Mike Rodock, industrial team supervisor for the Northeast District of Georgia Environmental Protection Division, said the investigation into the dumping is still underway. The waste containing asbestos - naturally occurring fibrous minerals that may cause serious lung disease through continued exposure - will be cleaned up according to state regulations he said.

Rodock said he did not believe the asbestos constituted a health hazard for nearby residents in the Riverside Estates mobile park. He said EPD continues to work with the property owner and the recycling companies that dumped the materials to ascertain who is responsible for its cleanup.

"Solid waste laws always hold the property owners responsible. So under that basis the property owner's involved," Rodock said.

EPD was first alerted to the presence of the materials in mid-May.

A representative of Allied Recycling of Conyers, who declined to give his name, said his company did dump concrete materials on the property, located not far from the Yellow River, at the request of the landowner Don Rogers. The representative denied that any of the asbestos containing waste came from his company.

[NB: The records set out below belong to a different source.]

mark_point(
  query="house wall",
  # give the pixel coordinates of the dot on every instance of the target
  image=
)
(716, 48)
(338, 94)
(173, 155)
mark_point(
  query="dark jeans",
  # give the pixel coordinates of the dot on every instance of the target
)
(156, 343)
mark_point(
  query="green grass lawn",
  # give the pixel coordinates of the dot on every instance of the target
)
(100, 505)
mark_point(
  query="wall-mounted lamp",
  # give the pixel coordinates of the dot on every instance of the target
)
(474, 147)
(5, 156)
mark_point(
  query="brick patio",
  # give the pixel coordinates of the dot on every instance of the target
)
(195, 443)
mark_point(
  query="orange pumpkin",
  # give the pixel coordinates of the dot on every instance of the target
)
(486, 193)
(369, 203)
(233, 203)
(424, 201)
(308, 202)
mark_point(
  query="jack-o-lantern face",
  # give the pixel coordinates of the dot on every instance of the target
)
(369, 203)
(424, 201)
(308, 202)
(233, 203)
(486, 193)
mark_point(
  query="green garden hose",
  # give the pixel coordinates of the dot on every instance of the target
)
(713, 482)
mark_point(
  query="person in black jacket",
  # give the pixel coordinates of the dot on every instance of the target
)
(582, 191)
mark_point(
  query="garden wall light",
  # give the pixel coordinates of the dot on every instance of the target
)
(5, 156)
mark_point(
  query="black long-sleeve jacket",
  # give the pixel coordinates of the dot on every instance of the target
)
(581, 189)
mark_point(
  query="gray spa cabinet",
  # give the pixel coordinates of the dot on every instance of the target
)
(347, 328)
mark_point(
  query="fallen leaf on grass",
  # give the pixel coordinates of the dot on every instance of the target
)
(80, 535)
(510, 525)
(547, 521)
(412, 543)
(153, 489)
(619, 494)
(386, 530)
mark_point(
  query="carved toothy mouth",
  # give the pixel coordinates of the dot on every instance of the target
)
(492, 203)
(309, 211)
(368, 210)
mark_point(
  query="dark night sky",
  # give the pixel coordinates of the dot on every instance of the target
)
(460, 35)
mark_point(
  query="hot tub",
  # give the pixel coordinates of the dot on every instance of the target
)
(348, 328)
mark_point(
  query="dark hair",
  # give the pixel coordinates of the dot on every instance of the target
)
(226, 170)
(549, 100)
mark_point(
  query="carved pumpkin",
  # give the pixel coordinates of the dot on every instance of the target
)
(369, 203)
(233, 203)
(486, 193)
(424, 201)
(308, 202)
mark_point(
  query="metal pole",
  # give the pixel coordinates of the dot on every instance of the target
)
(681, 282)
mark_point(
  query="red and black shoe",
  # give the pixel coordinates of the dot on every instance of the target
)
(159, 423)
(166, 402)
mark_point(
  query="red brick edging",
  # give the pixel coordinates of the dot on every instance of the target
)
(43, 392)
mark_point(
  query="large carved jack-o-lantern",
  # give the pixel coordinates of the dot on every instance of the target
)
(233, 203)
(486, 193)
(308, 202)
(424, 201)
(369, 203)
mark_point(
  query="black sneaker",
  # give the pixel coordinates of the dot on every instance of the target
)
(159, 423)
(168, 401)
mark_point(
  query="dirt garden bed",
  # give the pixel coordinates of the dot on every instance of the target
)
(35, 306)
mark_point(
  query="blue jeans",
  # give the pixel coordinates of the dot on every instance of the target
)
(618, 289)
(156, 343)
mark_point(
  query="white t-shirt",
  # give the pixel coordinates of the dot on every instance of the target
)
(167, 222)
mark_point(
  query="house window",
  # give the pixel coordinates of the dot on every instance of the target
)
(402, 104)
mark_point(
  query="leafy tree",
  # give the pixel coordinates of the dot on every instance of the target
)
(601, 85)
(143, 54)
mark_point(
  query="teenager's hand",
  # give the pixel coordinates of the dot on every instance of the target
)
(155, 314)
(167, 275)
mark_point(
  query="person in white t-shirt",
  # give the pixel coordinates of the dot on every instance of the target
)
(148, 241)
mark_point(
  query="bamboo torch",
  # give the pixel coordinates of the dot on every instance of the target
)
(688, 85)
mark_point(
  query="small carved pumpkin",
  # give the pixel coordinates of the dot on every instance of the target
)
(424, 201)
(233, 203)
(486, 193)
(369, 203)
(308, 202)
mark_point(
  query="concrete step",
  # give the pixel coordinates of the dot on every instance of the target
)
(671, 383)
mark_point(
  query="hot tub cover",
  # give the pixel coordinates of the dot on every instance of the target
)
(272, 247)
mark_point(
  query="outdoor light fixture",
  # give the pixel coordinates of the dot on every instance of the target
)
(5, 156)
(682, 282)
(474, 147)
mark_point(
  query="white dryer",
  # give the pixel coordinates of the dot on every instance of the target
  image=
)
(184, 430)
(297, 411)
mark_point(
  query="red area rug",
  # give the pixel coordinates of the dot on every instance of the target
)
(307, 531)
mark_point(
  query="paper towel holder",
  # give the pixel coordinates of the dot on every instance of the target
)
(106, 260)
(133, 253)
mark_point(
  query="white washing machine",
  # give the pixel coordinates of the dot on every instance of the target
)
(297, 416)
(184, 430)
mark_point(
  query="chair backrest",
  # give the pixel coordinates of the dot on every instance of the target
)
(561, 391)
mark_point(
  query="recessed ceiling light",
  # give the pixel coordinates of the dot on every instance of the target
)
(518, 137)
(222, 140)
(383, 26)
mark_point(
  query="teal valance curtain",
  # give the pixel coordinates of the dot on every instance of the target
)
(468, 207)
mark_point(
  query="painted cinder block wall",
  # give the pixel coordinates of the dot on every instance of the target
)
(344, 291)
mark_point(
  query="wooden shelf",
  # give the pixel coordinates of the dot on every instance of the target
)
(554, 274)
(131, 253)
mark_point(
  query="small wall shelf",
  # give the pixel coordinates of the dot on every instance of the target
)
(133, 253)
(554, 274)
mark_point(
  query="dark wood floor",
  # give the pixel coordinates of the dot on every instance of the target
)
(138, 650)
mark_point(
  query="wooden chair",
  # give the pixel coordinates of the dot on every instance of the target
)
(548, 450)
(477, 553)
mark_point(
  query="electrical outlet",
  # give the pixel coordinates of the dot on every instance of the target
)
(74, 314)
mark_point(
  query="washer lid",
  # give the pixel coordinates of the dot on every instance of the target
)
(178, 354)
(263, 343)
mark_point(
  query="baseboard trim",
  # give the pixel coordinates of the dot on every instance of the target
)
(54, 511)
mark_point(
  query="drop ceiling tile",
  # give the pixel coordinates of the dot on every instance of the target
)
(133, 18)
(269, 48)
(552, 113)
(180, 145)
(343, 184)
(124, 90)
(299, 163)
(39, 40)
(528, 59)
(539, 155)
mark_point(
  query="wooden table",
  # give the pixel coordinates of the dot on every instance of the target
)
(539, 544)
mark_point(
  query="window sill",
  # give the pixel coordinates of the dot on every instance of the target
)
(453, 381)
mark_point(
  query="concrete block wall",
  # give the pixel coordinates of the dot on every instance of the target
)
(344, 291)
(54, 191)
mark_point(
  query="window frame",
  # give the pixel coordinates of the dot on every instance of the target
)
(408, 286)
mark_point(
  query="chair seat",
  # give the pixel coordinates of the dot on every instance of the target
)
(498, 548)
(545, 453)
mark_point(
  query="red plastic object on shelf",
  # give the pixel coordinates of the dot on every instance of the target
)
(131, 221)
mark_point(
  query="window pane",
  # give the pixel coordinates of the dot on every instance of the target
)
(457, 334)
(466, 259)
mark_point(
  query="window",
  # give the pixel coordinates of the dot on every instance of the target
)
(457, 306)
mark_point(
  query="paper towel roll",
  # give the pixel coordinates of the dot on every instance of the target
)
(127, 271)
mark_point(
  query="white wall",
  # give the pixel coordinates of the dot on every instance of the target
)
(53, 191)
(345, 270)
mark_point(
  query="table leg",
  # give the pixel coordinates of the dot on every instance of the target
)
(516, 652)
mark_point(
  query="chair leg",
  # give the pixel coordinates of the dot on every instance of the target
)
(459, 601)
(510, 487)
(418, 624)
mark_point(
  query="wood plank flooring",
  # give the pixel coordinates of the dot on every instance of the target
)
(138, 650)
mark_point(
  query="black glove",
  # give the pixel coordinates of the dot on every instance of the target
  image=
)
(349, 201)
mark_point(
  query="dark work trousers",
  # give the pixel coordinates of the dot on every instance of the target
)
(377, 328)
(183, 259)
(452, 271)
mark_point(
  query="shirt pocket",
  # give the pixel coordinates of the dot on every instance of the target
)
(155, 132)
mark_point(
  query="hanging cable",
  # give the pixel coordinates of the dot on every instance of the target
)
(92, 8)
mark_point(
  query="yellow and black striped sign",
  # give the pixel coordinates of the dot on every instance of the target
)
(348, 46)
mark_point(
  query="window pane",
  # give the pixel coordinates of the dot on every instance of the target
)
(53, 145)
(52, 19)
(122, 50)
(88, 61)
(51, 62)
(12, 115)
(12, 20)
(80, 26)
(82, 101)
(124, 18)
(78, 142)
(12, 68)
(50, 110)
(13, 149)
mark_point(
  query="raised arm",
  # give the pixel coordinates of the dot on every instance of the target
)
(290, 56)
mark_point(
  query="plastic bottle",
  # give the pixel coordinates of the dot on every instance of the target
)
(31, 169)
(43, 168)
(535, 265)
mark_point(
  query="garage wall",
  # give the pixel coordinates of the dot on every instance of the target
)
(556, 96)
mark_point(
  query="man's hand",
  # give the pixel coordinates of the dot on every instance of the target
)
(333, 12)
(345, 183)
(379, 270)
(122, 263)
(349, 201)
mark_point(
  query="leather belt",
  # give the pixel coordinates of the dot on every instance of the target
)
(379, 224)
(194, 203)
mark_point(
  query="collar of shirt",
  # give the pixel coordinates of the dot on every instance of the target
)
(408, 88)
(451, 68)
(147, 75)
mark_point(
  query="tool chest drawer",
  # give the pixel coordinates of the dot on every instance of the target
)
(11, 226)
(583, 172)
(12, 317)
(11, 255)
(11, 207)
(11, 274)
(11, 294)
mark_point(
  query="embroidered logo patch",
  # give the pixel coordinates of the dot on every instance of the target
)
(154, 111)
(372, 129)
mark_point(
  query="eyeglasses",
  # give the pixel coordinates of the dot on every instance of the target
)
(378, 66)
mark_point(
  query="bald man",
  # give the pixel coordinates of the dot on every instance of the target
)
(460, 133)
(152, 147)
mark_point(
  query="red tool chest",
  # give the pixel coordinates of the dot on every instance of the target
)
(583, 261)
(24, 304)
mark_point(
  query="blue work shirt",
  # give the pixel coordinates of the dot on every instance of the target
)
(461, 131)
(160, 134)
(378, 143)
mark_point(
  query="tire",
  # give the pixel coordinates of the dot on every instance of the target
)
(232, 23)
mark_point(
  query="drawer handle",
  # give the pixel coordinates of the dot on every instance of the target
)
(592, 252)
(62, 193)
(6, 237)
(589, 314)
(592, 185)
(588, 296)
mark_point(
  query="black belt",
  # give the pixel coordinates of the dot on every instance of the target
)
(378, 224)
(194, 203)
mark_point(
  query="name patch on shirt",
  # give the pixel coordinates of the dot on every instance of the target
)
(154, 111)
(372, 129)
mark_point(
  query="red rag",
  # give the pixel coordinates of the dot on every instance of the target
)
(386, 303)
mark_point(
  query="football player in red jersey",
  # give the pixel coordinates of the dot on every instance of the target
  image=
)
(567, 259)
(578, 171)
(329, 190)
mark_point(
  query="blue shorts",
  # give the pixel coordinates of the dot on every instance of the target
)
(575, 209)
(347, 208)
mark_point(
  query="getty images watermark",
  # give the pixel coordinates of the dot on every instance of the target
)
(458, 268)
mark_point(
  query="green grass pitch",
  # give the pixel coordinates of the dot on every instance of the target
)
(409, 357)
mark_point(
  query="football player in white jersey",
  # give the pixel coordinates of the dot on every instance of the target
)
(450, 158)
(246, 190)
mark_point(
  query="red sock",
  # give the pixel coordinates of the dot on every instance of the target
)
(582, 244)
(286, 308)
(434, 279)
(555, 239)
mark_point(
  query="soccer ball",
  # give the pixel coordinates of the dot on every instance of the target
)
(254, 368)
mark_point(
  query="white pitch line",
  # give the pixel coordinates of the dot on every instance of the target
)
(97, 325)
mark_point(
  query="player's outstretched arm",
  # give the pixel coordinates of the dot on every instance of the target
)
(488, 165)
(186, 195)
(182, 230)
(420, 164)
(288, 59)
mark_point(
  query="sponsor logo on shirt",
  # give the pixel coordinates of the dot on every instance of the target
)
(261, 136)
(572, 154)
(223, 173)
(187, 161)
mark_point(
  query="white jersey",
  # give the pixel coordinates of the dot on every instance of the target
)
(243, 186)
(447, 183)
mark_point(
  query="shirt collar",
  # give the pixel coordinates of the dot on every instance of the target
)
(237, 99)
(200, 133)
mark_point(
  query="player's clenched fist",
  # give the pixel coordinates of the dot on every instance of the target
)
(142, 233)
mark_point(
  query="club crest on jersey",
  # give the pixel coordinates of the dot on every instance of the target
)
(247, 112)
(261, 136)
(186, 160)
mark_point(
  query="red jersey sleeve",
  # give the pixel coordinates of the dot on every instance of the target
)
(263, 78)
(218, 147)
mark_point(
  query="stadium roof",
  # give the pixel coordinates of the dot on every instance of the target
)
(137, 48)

"We've been in business for 20 years and we've never done anything illegal," he said, adding that Allied Recycling had written permission from the property owners to dump the concrete material on Sycamore Trail.

The representative said the asbestos must have come from one of the other recycling companies found to be dumping on the site. He said his company was contacted to provide "clean fill" concrete materials by Rogers, who reportedly wanted a more level land grade.

"He did approach us as far as the clean fill. There were other companies going in there as well. So it's one of those things of pointing the finger at the right people."